He hides this vulnerability, though, wrapping it up with sarcasm and glibness. He doesn’t want others to worry. We see this in Iron Man 2 when Tony’s arc reactor takes a turn for the worst. He draws into himself and lives recklessly until he finally pulls himself together and beats it. Yet through it all he doesn’t tell Pepper, the person closest to him, about it. He doesn’t want anyone else to worry over him or freak out. It’s his mix of pride and stubbornness that makes him want to do it on his own.
It’s a thread that weaves its way through all his movies. One of the most crucial moments in Iron Man comes near the climax, after Obadiah Stane takes Tony’s arc reactor. The man struggles to get to his garage where his other arc reactor is, but falls just short of it. Then Dummy, the robot who Tony’s been ragging on, picking on, and calling useless for entire movie, hands him the old arc reactor. Tony acknowledges it with a simple “good boy”. You have to realize that this is Tony admitting he can’t always do it himself. Later on in the climax he asks Rhodey to keep the skies clear and Pepper to help him finish off Stane. In 2 and The Avengers he does the same thing, trying his best to do it all alone. There’s a moment during the final battle of The Avengers when Tony defers to Captain America for strategy during the climax. This again shows his growth in the team, he knows he can’t do everything by himself. It gets mirrored again when Hulk catches him: he was saved.
All this has to do with that moment in the trailer where a suited up Pepper protects Tony from the falling debris. In that moment he’s being taken care of, he’s being saved by the person he usually saves.
There’s even more to it though. Presumably Tony orders the suit to go after Pepper (I say presumably because in that teaser Tony ordering the armor to fly is from a different scene) as the mansion’s crumbling around them. He does this at his own expense, he has the suit protect her not him. Tony’s no longer the selfish git he used to be. Remember in The Avengers when he’s arguing with Captain America? Steve calls him out on being self-serving, on always trying to find a way out. That moment of him opting to just save Pepper as opposed to suiting up himself and fighting out shows just how far he’s come.
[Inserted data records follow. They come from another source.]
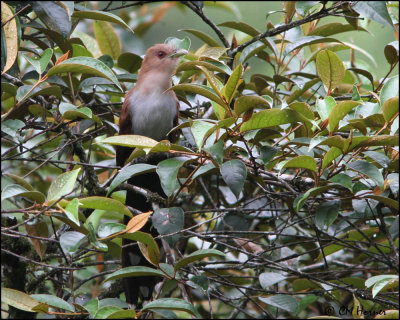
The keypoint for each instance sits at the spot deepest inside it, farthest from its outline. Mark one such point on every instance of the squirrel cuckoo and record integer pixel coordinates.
(148, 111)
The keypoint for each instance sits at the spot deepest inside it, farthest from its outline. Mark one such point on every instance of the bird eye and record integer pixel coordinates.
(160, 54)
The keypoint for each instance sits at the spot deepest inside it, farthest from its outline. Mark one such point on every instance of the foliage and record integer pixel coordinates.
(289, 179)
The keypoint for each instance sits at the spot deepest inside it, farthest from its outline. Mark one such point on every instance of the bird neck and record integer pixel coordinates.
(154, 81)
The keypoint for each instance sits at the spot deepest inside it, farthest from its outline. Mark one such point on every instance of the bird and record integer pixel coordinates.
(148, 110)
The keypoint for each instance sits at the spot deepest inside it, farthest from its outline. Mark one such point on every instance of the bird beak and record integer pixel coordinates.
(178, 53)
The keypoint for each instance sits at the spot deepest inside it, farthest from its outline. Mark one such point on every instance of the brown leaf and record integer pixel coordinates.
(62, 58)
(39, 229)
(150, 254)
(249, 246)
(137, 222)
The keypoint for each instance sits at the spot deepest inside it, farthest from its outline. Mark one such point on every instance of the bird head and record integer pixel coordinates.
(161, 58)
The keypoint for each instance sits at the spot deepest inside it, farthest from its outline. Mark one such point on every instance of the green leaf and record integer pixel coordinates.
(10, 38)
(122, 314)
(200, 130)
(130, 62)
(201, 35)
(85, 65)
(210, 167)
(40, 65)
(196, 256)
(299, 92)
(46, 91)
(305, 162)
(70, 241)
(307, 300)
(71, 112)
(100, 15)
(199, 89)
(45, 59)
(53, 16)
(80, 51)
(172, 304)
(128, 172)
(214, 53)
(251, 51)
(379, 282)
(210, 65)
(272, 117)
(374, 10)
(105, 312)
(231, 86)
(147, 245)
(63, 185)
(216, 151)
(244, 103)
(330, 69)
(267, 153)
(369, 170)
(268, 279)
(179, 43)
(390, 108)
(212, 80)
(241, 26)
(378, 157)
(364, 73)
(13, 190)
(234, 173)
(104, 203)
(93, 239)
(134, 272)
(92, 306)
(53, 301)
(331, 155)
(22, 301)
(392, 52)
(109, 228)
(131, 140)
(390, 89)
(107, 39)
(284, 302)
(19, 180)
(339, 111)
(303, 108)
(167, 170)
(327, 213)
(301, 199)
(302, 7)
(344, 180)
(389, 202)
(373, 280)
(11, 126)
(71, 210)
“I got you,” Pepper tells Tony upon saving him. It’s a weird turn for him, but not unwelcome. Tony, who’s usually sticking it out alone, now has someone saving him. He’s not alone anymore. In another trailer we see him and Rhodey getting ready for what I’m going to assume is the final battle. He’s grown out of his prideful independence and learned to rely on others.
But he still protects them. “I got you first,” after all.
By the way, Iron Man 3 comes out in 33 days. This won’t be the last post on Iron Man 3. My apologies. Actually, no, I don’t apologize.